La Dead Zone, Zona Morta nel nostro idioma, non è altro che una vasta area del golfo nel quale la concentrazione di ossigeno è pari a zero o scarsissima (inferiore a 2 milligrammi per litro), una condizione tale che mette a repentaglio l'equilibrio del delicato ecosistema e l'esistenza stessa di moltissimi organismi, costretti a spostarsi o a soccombere. Viene monitorata da oltre trenta anni e la media annuale registrata sino ad oggi è di circa ottomila chilometri quadrati. Le cause della profonda ipossia sono ascrivibili alle acque reflue cariche di elementi azotati provenienti dalle numerose industrie agricole nell'area, i cui rifiuti vengono trascinati dalla pioggia sino al mare.

Queste sostanze catalizzano una vera e propria esplosione di alghe nel Golfo del Messico, che marciscono e vengono degradate dai batteri. A causa dell'enorme biomassa, le reazioni consumano quantità elevatissime di ossigeno, lasciando l'acqua, le piante e la fauna senza questo elemento fondamentale per la vita, provocando così morie e danni inimmaginabili agli ecosistemi.
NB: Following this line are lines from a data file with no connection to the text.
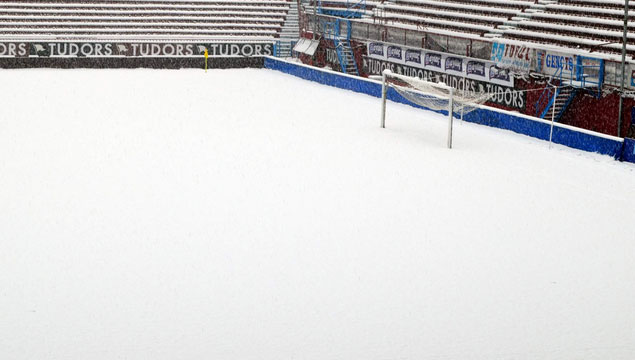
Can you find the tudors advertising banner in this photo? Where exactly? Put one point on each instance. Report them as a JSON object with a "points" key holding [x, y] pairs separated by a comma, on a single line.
{"points": [[503, 95], [119, 50], [517, 58], [481, 70]]}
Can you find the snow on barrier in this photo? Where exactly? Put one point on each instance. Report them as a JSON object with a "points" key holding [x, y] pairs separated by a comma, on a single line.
{"points": [[576, 138]]}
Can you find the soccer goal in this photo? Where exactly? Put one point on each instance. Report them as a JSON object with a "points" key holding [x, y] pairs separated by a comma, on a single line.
{"points": [[434, 96]]}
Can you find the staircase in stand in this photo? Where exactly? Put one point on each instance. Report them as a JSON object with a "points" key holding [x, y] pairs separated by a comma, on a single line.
{"points": [[559, 101], [349, 65], [333, 31]]}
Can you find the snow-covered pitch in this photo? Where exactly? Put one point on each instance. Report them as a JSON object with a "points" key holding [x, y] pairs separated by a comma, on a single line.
{"points": [[248, 214]]}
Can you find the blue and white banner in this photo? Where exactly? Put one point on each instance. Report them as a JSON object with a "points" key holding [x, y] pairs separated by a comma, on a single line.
{"points": [[517, 58], [553, 63], [481, 70]]}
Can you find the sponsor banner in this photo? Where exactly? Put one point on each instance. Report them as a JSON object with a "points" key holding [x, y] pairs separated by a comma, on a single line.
{"points": [[107, 50], [514, 57], [551, 63], [482, 70], [504, 95], [332, 59]]}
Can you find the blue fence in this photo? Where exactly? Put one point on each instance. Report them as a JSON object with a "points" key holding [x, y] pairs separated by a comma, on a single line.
{"points": [[522, 124]]}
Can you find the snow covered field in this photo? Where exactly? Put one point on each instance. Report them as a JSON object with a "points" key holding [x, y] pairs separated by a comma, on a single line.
{"points": [[248, 214]]}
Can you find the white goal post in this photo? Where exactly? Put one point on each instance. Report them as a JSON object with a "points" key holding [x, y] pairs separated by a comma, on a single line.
{"points": [[435, 96]]}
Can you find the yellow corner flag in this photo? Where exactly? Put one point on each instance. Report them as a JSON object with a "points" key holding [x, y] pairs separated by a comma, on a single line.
{"points": [[206, 56]]}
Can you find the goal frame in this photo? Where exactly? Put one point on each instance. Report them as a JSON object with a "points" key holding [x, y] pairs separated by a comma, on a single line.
{"points": [[384, 92]]}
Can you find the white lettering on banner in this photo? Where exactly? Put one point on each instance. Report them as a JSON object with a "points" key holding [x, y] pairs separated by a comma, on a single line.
{"points": [[444, 63], [14, 49], [552, 63], [105, 50], [514, 57]]}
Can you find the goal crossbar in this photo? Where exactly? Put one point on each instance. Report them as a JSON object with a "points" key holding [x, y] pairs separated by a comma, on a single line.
{"points": [[422, 93]]}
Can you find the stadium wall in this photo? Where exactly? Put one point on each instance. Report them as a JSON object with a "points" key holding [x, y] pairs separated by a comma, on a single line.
{"points": [[523, 124]]}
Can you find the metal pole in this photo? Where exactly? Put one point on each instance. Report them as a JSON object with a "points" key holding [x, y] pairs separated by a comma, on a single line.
{"points": [[553, 113], [315, 19], [384, 90], [451, 116], [464, 97], [624, 38]]}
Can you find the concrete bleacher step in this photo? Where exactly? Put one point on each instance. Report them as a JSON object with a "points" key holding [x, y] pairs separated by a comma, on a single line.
{"points": [[145, 19]]}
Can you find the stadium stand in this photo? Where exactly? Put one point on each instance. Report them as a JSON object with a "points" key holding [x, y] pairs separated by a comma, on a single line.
{"points": [[593, 25], [590, 25], [143, 20]]}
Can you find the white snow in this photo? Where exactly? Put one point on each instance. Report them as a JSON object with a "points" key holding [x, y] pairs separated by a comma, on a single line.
{"points": [[248, 214]]}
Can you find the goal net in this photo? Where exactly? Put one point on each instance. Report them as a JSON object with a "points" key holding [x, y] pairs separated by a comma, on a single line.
{"points": [[430, 95]]}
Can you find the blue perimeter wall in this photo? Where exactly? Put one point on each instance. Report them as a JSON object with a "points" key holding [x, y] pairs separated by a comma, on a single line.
{"points": [[623, 150]]}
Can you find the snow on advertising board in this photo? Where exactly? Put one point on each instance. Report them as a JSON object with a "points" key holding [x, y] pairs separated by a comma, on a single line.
{"points": [[478, 76], [114, 50], [441, 62], [517, 58]]}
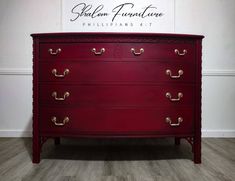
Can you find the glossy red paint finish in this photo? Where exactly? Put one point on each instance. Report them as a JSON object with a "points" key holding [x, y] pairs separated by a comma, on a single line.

Gli esperti del NOAA, che hanno collaborato con diverse università, stimano che nel solo mese di maggio, lungo i fiumi Mississippi e Atchafalaya scorrevano 165mila tonnellate di nitrati e 22600 tonnellate di fosforo. Per rendersi conto delle proporzioni, il quantitativo di nitrati era pari a quello di 2800 vagoni merci carichi di fertilizzante. Dati così allarmanti che avranno un impatto estremamente negativo anche sulla florida industria della pesca locale. Ad esempio, a causa dell'ipossia i gamberetti stanno crescendo in dimensioni molto meno che in passato, e ciò si tradurrà in costi sensibilmente più elevati.

Lo scenario dipinto dal NOAA non è nemmeno il più tragico, dato che secondo stime del LUMCON (Louisiana Universities Marine Consortium) l'area sarà della Dead Zone sarà estesa quanto quella delle Hawaii, che è ben oltre il +57 percento previsto dall'ente federale. Sebbene si tratti solo di previsioni, i numeri sono sempre stati confermati anno dopo anno grazie ai rilievi effettuati con le navi da ricerca.